English » Arterial Diseases » PAD - Peripheral Artery Disease

The Peripheral Artery Occlusive Disease (PAD) is more frequently a consequence of the formation of atheroma, a plaque mainly constituted of lipids that occludes the vessel lumen. This condition is known as Atherosclerosis the major exponent of the Arteriosclerosis (Arterial sclerosis). It is more prevalent in the coronary arteries causing angina and acute myocardial infarction (blockage), in the Carotid arteries causing the stroke (blockage) or in the legs causing PAD.

Other less frequent cause of PAD are a consequence of the inflammation of the arteries in a condition called Arteritis.

Anyway when the internal lumen of the artery slowly occludes, alternative pathways are developed.  Known as Collateral Circulation they allow the blood to reach the distal tissues of the limb. Those collaterals may be efficient enough to maintain the patient free of symptoms. On the other hand, when they do not provide enough flow to grant nurturing of the tissues, the onset of pain while walking occurs with recovery after resting. This condition is known as intermittent claudication.

If the occlusion occurs very fast without the opportunity to develop the collateral circulation, an acute isquemia occurs with its classical 6 "P" onset.

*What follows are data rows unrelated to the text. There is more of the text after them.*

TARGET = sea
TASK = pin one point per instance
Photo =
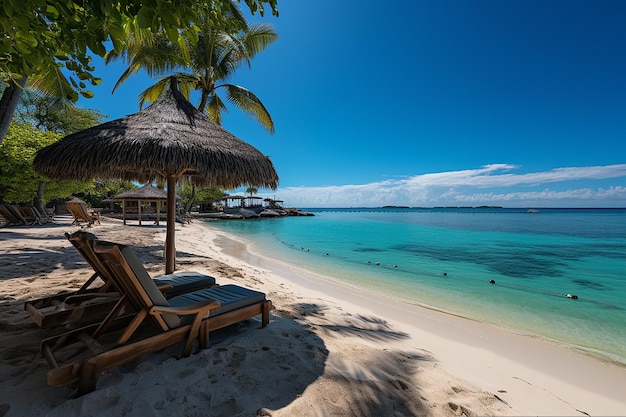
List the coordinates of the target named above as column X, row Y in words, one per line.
column 556, row 274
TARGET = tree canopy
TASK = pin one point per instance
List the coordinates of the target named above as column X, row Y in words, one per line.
column 43, row 37
column 41, row 33
column 19, row 182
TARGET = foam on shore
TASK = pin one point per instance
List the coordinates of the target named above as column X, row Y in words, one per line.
column 329, row 349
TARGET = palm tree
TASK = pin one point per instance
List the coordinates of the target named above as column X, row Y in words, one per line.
column 203, row 64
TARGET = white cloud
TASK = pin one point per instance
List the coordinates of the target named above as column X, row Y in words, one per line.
column 494, row 184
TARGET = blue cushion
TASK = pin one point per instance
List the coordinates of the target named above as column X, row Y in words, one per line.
column 231, row 297
column 185, row 281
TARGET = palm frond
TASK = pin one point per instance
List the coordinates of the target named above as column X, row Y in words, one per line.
column 214, row 109
column 248, row 102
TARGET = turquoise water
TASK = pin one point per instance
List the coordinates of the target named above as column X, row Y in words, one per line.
column 446, row 258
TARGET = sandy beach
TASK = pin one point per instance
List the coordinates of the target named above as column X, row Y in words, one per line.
column 329, row 350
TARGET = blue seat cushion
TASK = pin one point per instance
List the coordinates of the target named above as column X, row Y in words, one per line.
column 231, row 297
column 185, row 281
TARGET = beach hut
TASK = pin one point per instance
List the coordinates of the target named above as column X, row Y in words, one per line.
column 168, row 140
column 134, row 202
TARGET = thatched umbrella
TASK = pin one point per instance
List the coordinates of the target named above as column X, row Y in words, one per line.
column 168, row 140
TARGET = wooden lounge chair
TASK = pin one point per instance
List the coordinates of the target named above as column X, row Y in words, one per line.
column 9, row 215
column 78, row 210
column 26, row 216
column 92, row 302
column 180, row 319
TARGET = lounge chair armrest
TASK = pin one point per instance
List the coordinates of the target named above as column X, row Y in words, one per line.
column 203, row 306
column 165, row 287
column 79, row 298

Pain, Paralysis, Paresthesia, Paresis, Pale member and  absence of Pulse

This is a medical emergency due to the risk of limb loss as well as it is a life threatening condition.

The patient shall be submitted to an Inferior Limb revascularization  either by open or Endovascular approach. If not treated on time the absence of limb perfusion leads to anaerobic metabolism causing a sever acidosis complicated with the release of intracellular acids and free radicals of oxygen due to cell death. Those toxins cause a systemic inflammation response (SIRS) leading to the paralysis of the kidney and lungs among others. This is a critical condition with high risk of death mainly among the diseased population.

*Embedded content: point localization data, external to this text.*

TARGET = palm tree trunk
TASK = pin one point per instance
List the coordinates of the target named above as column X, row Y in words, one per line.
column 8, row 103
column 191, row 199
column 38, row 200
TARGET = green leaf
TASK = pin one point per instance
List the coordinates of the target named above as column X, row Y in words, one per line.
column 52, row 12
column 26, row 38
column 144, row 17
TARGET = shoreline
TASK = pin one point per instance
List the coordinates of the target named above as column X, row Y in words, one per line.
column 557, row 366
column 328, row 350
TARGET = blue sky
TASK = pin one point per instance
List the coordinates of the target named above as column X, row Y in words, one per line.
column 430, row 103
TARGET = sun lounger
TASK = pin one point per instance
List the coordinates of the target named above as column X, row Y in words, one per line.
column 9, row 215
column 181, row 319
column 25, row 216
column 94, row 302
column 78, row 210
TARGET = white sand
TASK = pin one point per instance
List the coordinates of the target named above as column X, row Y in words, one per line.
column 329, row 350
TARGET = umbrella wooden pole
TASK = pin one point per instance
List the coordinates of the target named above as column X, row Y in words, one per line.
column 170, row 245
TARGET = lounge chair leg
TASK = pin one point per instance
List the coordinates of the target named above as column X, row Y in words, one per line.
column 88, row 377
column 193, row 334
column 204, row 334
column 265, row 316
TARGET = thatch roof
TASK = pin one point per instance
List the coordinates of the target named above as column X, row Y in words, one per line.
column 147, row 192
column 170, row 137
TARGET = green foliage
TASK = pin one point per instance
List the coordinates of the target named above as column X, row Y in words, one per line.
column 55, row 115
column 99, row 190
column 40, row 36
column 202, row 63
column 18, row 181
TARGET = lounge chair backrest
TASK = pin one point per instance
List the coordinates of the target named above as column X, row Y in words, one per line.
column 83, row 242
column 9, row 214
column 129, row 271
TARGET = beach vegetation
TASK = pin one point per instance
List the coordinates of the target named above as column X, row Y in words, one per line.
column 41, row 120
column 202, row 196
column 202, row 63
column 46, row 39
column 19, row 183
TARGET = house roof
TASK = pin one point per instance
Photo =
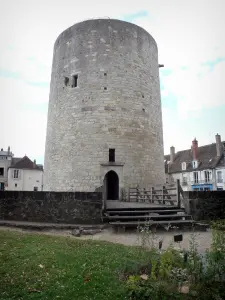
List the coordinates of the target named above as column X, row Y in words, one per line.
column 25, row 163
column 207, row 158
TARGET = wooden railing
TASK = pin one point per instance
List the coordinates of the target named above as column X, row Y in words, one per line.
column 168, row 195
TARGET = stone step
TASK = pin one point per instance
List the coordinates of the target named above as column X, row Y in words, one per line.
column 132, row 212
column 144, row 208
column 166, row 222
column 151, row 217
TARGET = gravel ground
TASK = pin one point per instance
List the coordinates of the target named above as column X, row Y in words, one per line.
column 131, row 238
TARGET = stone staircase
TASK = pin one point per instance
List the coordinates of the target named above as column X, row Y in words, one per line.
column 166, row 217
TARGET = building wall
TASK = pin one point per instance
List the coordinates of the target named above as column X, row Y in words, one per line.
column 26, row 181
column 201, row 179
column 116, row 105
column 70, row 208
column 5, row 162
column 220, row 185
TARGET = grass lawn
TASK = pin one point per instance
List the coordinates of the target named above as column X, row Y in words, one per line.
column 34, row 266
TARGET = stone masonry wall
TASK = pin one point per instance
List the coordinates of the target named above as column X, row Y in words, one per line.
column 115, row 105
column 54, row 207
column 208, row 205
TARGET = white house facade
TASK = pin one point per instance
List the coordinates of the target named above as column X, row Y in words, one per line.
column 199, row 168
column 5, row 161
column 25, row 175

To avoid this condition a fast revascularization is indicated. If the time os ischemia is too long or the frailty of the patient is high, an amputation might be the only life saving procedure to do.

Despite the dramatic condition of an amputation, it occurs between 0.012% and 0.05% per year in  patients with PAD.

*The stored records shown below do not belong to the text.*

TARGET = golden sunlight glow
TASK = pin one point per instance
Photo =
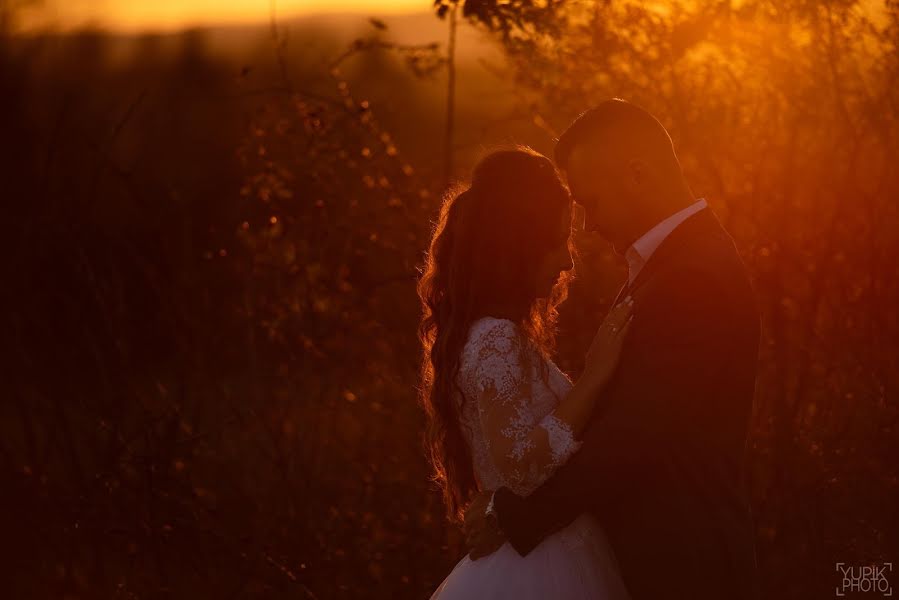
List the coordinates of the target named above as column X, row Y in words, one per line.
column 137, row 15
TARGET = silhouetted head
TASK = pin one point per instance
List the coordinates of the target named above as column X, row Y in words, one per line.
column 500, row 248
column 622, row 169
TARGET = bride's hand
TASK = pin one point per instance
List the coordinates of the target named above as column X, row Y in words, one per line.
column 605, row 350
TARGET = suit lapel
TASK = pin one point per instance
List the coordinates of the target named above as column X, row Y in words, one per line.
column 700, row 223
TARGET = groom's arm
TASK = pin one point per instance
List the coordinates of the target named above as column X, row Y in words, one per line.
column 679, row 344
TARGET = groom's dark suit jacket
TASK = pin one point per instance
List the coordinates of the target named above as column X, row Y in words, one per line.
column 661, row 466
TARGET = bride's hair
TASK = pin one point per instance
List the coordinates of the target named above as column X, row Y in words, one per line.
column 485, row 247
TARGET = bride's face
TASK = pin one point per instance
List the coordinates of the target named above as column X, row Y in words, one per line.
column 557, row 259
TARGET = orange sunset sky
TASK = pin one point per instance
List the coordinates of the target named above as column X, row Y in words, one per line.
column 136, row 15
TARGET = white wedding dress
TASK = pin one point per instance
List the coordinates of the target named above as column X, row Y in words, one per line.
column 516, row 442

 The resources of Endovascular revascularization are improving in the last years, making it possible to perform a revascularization even with local anesthesia.

Both techniques shall be used wisely and in selected cases among patients with Arteritis because of the technical difficulty and the limited outcome.

Risk factors for PAD are race, sex, age, smoking, sedentary lifestyle, Diabetes, Hypertension, Dyslipidemia, Blood Hyper-viscosity, Thrombophylia,  Hyper-Homocisteinemia, Chronic Renal Failure and family history.

Medical treatment

The medical treatment is fundamental even for the ones submitted to an intervention. Hence the control of the risk factors is of capital importance. Control of the Chronic Diseases (Hypertension, Diabetes, Dyslipidemia) avoid unhealthy habits (Sedentary lifestyle, smoking) and medical treatment with anti-platelet drugs, statins) are of major importance in the adjuvant therapy of this condition.

The best medical choice for each patient depends on a critical evaluation by the physician.

PAD in numbers:
-Occurs in 3 to 10% of the general population and in 15 to 20% of people over 70 years old.

-The incidence of amputation is estimated between 120 to 500 per mi patients with PAD. 
-Among patients with Atherosclerosis only 12,2% present PAD with more than 50% with Coronary Artery Disease (CAD) and almost ¼ with Cerebrovascular disease.